Limited Generalizability of Retrospective Single-Center Cohort Study in Comparison to Multicenter Cohort Study on Prognosis of Hepatocellular Carcinoma

• Published in: Journal of hepatocellular carcinoma Vol. 11; pp. 1235 - 1249
• Main Authors: Kim, Ye Rim, Chung, Sung Won, Kim, Min-Ju, Choi, Won-Mook, Choi, Jonggi, Lee, Danbi, Lee, Han Chu, Shim, Ju Hyun
• Format: Journal Article
• Language: English
• Published: New Zealand Dove 01.07.2024; Dove Medical Press
• Subjects: bclc; external validation; liver cancer; Original Research; retrospective cohort; uicc; external validation; liver cancer; UICC; retrospective cohort; BCLC
• ISSN: 2253-5969; 2253-5969
• DOI: 10.2147/JHC.S456093

We aimed to evaluate the generalizability of retrospective single-center cohort studies on prognosis of hepatocellular carcinoma (HCC) by comparing overall survival (OS) after various treatments between a nationwide multicenter cohort and a single-center cohort of HCC patients. Patients newly diagnosed with HCC between January 2008 and December 2018 were analyzed using data from the Korean Primary Liver Cancer Registry (multicenter cohort, n=16,443), and the Asan Medical Center HCC registry (single-center cohort, n=15,655). The primary outcome, OS after initial treatment, was compared between the two cohorts for both the entire population and for subcohorts with Child-Pugh A liver function (n=2797 and n=5151, respectively) treated according to the Barcelona-Clinic-Liver-Cancer (BCLC) strategy, using Log rank test and Cox proportional hazard models. Patients of BCLC stages 0 and A (59.3% vs 35.2%) and patients who received curative treatment (42.1% vs 32.1%) were more frequently observed in the single-center cohort ( <0.001).

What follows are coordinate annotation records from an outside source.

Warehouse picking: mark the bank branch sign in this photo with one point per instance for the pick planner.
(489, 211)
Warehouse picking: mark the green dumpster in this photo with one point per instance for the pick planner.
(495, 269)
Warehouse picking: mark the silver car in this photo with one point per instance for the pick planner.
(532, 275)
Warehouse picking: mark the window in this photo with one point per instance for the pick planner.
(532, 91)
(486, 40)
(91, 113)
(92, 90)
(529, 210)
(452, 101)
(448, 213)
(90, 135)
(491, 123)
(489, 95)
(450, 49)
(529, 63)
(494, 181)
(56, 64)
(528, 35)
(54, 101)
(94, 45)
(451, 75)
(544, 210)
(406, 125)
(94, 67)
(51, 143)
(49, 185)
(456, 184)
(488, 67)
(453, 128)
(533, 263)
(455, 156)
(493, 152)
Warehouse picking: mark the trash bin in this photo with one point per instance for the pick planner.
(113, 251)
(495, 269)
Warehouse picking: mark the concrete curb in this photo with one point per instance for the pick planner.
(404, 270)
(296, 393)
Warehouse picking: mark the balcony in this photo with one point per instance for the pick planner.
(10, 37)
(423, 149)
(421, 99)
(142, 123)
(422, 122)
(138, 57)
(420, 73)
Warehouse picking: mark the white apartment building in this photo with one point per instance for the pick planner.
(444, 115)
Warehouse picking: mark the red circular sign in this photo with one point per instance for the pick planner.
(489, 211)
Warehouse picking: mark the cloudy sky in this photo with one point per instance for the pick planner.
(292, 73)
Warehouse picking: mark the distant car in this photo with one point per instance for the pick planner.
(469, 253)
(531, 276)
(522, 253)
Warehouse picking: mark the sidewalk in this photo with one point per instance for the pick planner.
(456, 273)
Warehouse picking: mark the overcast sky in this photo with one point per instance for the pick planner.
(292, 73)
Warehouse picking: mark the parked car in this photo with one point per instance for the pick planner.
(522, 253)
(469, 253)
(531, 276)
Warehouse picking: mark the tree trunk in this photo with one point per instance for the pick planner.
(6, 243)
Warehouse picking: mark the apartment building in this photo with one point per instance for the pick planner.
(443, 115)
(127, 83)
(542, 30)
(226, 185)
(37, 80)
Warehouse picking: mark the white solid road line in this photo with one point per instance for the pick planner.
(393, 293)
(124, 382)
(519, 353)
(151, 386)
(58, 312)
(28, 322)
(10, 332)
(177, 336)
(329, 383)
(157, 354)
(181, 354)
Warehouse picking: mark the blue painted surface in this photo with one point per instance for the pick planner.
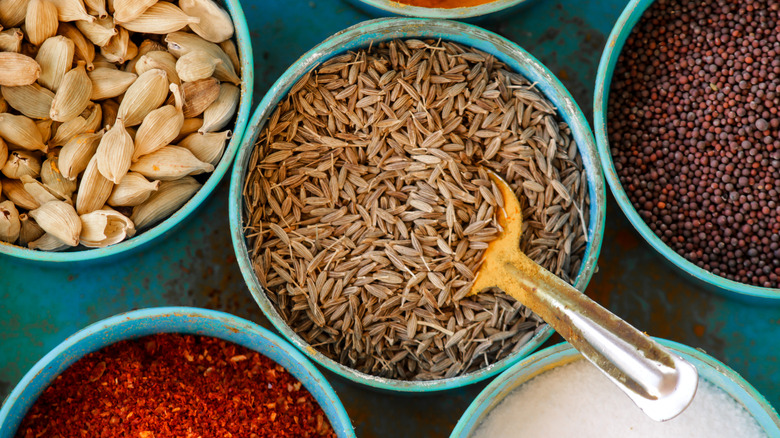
(370, 33)
(491, 10)
(169, 226)
(710, 369)
(185, 320)
(195, 266)
(622, 29)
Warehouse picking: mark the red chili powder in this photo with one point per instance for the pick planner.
(171, 385)
(445, 4)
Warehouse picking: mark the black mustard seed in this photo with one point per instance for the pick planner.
(693, 127)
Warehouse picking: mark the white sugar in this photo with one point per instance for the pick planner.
(576, 400)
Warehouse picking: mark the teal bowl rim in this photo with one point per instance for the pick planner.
(186, 320)
(711, 369)
(617, 38)
(443, 13)
(382, 29)
(244, 45)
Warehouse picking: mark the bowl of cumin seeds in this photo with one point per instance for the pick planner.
(360, 204)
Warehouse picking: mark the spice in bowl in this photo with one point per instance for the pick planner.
(369, 207)
(694, 132)
(106, 116)
(175, 385)
(578, 400)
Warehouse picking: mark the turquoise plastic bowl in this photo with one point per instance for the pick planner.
(617, 38)
(187, 320)
(491, 9)
(158, 232)
(710, 369)
(373, 32)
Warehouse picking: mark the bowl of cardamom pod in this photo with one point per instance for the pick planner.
(361, 208)
(117, 120)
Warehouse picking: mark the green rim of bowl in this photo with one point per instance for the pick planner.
(443, 13)
(361, 35)
(185, 320)
(244, 45)
(712, 370)
(617, 38)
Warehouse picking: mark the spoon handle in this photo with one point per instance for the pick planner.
(660, 383)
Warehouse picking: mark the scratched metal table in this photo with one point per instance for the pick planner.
(40, 306)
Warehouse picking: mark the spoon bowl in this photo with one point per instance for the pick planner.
(659, 382)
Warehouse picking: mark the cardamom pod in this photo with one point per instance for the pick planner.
(215, 24)
(128, 10)
(134, 189)
(88, 121)
(109, 82)
(30, 230)
(71, 10)
(3, 152)
(190, 125)
(159, 127)
(101, 61)
(171, 196)
(219, 113)
(229, 47)
(12, 12)
(21, 131)
(31, 100)
(121, 48)
(199, 95)
(44, 127)
(94, 189)
(181, 43)
(99, 31)
(38, 191)
(41, 22)
(169, 163)
(13, 189)
(60, 220)
(17, 69)
(196, 65)
(55, 57)
(101, 228)
(55, 181)
(147, 93)
(207, 147)
(21, 163)
(160, 18)
(11, 40)
(9, 222)
(110, 108)
(114, 152)
(84, 50)
(72, 97)
(47, 242)
(76, 154)
(158, 59)
(150, 46)
(96, 7)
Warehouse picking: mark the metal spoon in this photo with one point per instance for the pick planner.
(661, 383)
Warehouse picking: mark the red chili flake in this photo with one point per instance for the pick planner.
(172, 385)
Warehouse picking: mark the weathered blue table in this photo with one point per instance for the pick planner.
(196, 267)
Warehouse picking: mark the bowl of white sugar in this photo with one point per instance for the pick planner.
(557, 393)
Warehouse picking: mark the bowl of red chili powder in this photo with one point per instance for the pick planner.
(687, 121)
(174, 371)
(449, 9)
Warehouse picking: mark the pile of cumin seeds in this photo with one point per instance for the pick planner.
(368, 206)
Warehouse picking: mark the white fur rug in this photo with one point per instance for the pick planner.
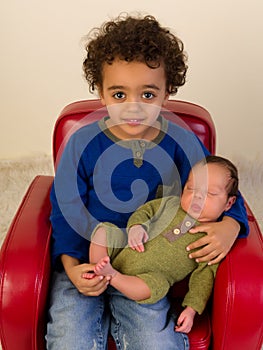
(16, 175)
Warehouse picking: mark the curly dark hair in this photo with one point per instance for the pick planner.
(135, 39)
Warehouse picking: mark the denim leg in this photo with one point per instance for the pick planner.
(76, 322)
(139, 327)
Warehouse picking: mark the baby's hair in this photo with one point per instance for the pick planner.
(130, 39)
(232, 186)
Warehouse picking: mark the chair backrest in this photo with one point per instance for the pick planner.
(80, 113)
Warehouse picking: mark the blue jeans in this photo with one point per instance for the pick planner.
(77, 322)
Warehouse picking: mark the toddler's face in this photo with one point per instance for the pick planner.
(205, 193)
(134, 95)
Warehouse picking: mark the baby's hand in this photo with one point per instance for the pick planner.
(185, 320)
(136, 237)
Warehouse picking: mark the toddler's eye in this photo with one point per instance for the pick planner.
(212, 194)
(119, 95)
(148, 95)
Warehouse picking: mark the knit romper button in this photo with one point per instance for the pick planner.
(188, 223)
(177, 231)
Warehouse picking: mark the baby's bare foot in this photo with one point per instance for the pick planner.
(104, 268)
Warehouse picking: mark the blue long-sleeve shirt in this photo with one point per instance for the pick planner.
(101, 178)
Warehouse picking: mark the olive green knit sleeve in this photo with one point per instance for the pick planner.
(200, 286)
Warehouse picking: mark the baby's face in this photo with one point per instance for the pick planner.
(205, 193)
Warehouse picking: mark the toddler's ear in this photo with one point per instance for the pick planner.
(231, 200)
(165, 99)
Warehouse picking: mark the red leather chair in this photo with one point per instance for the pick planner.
(233, 318)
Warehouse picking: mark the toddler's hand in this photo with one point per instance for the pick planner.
(137, 236)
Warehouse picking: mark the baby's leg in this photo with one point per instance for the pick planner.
(104, 267)
(98, 245)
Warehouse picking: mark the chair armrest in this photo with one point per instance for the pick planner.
(237, 299)
(25, 270)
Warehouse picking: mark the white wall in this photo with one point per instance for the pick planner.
(41, 59)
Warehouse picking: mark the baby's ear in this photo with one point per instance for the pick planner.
(231, 200)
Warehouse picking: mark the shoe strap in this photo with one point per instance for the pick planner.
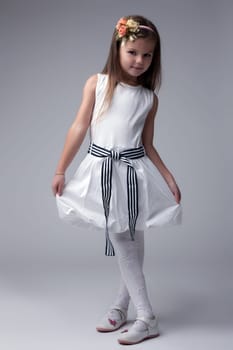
(146, 320)
(122, 312)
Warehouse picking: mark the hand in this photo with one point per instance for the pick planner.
(175, 190)
(58, 184)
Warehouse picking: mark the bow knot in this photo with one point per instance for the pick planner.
(115, 155)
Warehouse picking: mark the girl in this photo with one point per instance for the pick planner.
(122, 185)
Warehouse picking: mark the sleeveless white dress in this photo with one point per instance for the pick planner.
(119, 128)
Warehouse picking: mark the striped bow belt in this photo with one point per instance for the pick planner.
(126, 157)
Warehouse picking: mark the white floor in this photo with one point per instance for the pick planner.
(56, 307)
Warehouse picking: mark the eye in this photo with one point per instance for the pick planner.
(149, 55)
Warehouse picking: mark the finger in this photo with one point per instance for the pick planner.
(60, 188)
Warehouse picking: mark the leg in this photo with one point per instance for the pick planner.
(130, 264)
(123, 297)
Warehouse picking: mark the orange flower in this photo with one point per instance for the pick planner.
(125, 26)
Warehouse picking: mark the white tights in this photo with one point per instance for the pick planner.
(130, 256)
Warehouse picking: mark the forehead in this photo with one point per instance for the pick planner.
(141, 44)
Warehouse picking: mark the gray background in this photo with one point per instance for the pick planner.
(53, 286)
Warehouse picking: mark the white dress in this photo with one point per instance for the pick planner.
(119, 128)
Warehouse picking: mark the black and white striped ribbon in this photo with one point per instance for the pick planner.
(125, 156)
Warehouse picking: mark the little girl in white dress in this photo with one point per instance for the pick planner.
(122, 186)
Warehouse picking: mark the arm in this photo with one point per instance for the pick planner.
(147, 140)
(76, 134)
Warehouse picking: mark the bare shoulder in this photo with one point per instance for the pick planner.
(90, 84)
(154, 107)
(155, 100)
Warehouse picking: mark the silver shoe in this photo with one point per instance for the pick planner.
(110, 322)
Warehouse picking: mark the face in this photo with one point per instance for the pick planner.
(135, 57)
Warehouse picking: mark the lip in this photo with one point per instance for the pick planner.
(137, 68)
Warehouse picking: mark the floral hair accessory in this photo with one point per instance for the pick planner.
(128, 29)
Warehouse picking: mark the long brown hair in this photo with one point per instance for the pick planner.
(151, 79)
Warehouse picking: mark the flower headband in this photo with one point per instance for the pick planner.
(128, 28)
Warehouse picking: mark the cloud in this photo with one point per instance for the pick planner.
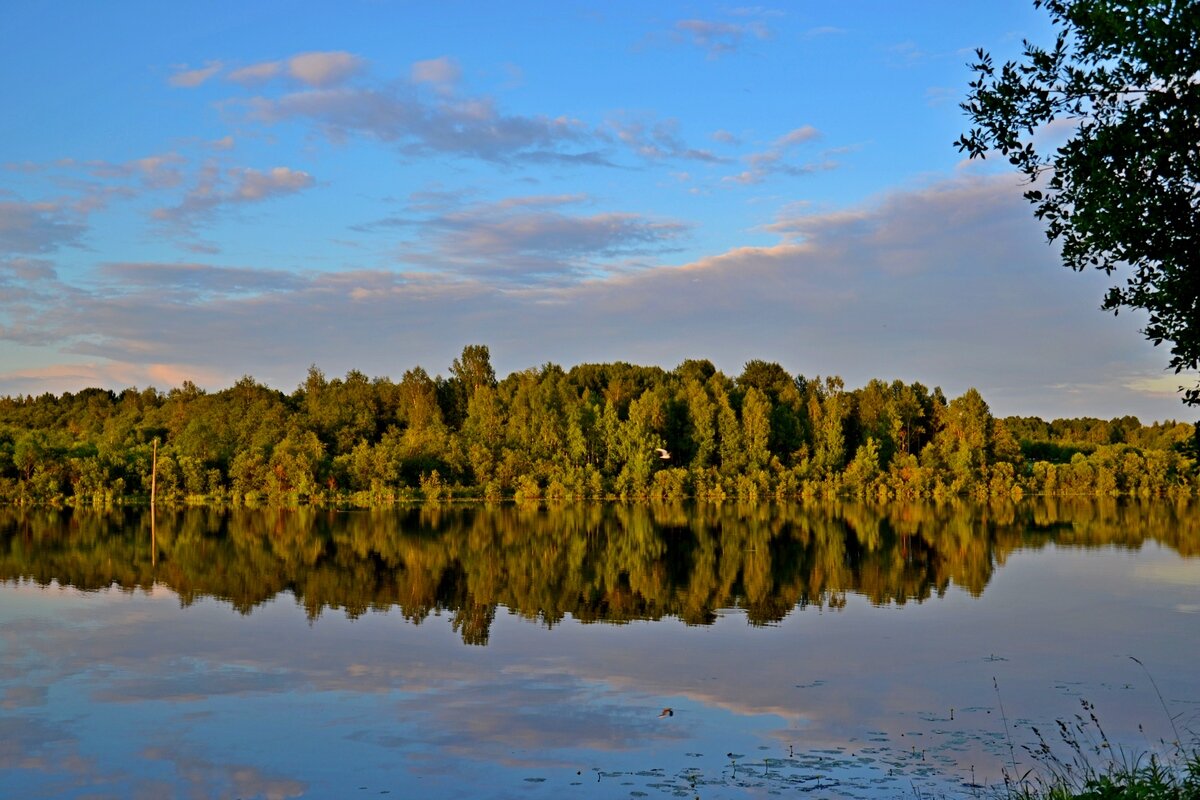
(442, 73)
(323, 68)
(317, 70)
(528, 240)
(187, 78)
(256, 73)
(217, 190)
(472, 127)
(160, 170)
(949, 283)
(658, 139)
(720, 38)
(37, 227)
(772, 161)
(197, 277)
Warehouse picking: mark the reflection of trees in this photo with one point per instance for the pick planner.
(593, 561)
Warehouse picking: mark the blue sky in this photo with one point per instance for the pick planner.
(202, 191)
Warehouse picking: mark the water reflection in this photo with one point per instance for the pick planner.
(594, 563)
(793, 645)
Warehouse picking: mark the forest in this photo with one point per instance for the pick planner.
(604, 431)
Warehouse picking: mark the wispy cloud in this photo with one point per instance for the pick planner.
(773, 160)
(720, 38)
(37, 227)
(657, 139)
(442, 73)
(216, 190)
(472, 127)
(189, 78)
(318, 68)
(528, 240)
(948, 283)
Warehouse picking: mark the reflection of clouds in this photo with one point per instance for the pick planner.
(205, 779)
(874, 683)
(1176, 572)
(33, 745)
(19, 697)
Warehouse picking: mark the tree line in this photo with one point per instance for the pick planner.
(594, 431)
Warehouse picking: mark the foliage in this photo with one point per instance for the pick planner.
(594, 431)
(1122, 190)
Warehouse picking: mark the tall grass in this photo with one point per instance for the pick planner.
(1086, 765)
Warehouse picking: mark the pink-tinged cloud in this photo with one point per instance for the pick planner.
(215, 191)
(720, 38)
(442, 73)
(775, 158)
(324, 68)
(949, 283)
(527, 240)
(472, 127)
(187, 78)
(317, 70)
(256, 73)
(657, 139)
(36, 227)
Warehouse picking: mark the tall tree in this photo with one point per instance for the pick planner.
(471, 371)
(1122, 190)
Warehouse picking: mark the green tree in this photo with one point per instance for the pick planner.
(469, 372)
(1122, 190)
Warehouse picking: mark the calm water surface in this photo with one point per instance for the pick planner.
(833, 651)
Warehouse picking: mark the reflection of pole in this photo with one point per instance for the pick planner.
(154, 492)
(154, 474)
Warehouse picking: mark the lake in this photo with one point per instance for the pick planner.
(588, 650)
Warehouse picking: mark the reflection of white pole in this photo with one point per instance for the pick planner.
(154, 473)
(154, 491)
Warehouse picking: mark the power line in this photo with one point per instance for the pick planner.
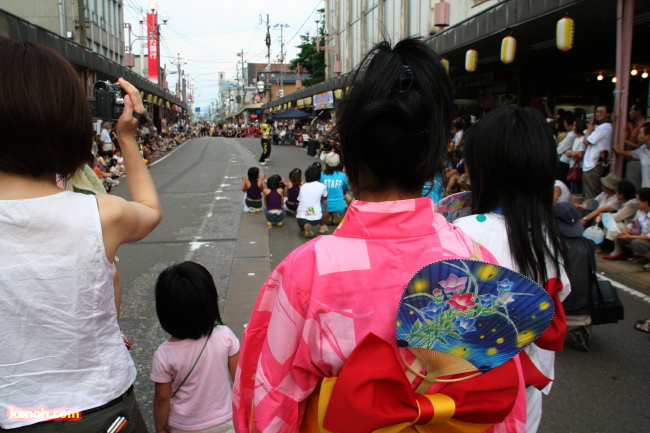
(303, 24)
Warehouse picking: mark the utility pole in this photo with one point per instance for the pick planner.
(282, 26)
(243, 77)
(178, 62)
(268, 42)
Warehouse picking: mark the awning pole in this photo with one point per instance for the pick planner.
(624, 26)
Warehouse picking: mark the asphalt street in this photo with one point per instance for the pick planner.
(601, 391)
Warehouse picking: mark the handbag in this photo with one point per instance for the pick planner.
(606, 306)
(575, 173)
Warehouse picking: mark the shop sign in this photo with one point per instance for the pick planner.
(324, 100)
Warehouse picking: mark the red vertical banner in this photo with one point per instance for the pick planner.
(153, 60)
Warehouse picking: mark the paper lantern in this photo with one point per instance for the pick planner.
(471, 60)
(564, 34)
(445, 64)
(508, 48)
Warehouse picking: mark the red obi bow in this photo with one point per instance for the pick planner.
(373, 392)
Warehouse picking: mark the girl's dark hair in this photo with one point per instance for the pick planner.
(396, 120)
(510, 154)
(580, 124)
(253, 173)
(273, 182)
(627, 189)
(646, 128)
(330, 170)
(312, 174)
(187, 303)
(44, 115)
(295, 176)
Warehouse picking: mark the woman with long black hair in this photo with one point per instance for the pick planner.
(511, 156)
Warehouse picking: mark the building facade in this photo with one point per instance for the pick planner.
(95, 24)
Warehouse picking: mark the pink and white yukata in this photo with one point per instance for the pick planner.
(327, 295)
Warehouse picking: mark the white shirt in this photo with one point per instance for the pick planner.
(565, 194)
(309, 200)
(643, 155)
(611, 201)
(600, 139)
(491, 233)
(565, 145)
(60, 344)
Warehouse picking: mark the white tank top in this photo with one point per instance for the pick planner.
(60, 344)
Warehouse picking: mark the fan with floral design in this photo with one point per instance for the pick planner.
(460, 316)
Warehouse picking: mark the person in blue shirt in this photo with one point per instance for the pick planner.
(337, 184)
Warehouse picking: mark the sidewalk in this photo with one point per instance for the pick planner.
(629, 274)
(283, 240)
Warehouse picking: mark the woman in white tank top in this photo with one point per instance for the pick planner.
(60, 345)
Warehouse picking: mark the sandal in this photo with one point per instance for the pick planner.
(643, 327)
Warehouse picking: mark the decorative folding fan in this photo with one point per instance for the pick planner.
(595, 234)
(590, 204)
(609, 222)
(461, 316)
(455, 206)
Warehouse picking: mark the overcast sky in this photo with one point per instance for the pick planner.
(210, 33)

Multivariable analysis revealed significant differences between the two cohorts in OS according to type of treatment: the multicenter cohort was associated with higher risk of mortality among patients who received curative (adjusted hazard ratio [95% confidence interval], 1.48 [1.39-1.59]) and non-curative (1.22 [1.17-1.27]) treatments, whereas the risk was lower in patients treated with systemic therapy (0.83 [0.74-0.92]) and best supportive care (0.85 [0.79-0.91]). Subcohort analysis also demonstrated significantly different OS between the two cohorts, with a higher risk of mortality in multicenter cohort patients who received chemoembolization (1.72 [1.48-2.00]) and ablation (1.44 [1.08-1.92]). Comparisons of single-center and multicenter cohorts of HCC patients revealed significant differences in OS according to treatment modality after adjustment for prognostic variables. Therefore, the results of retrospective single-center cohort studies of HCC treatments may not be generalizable to real-world practice.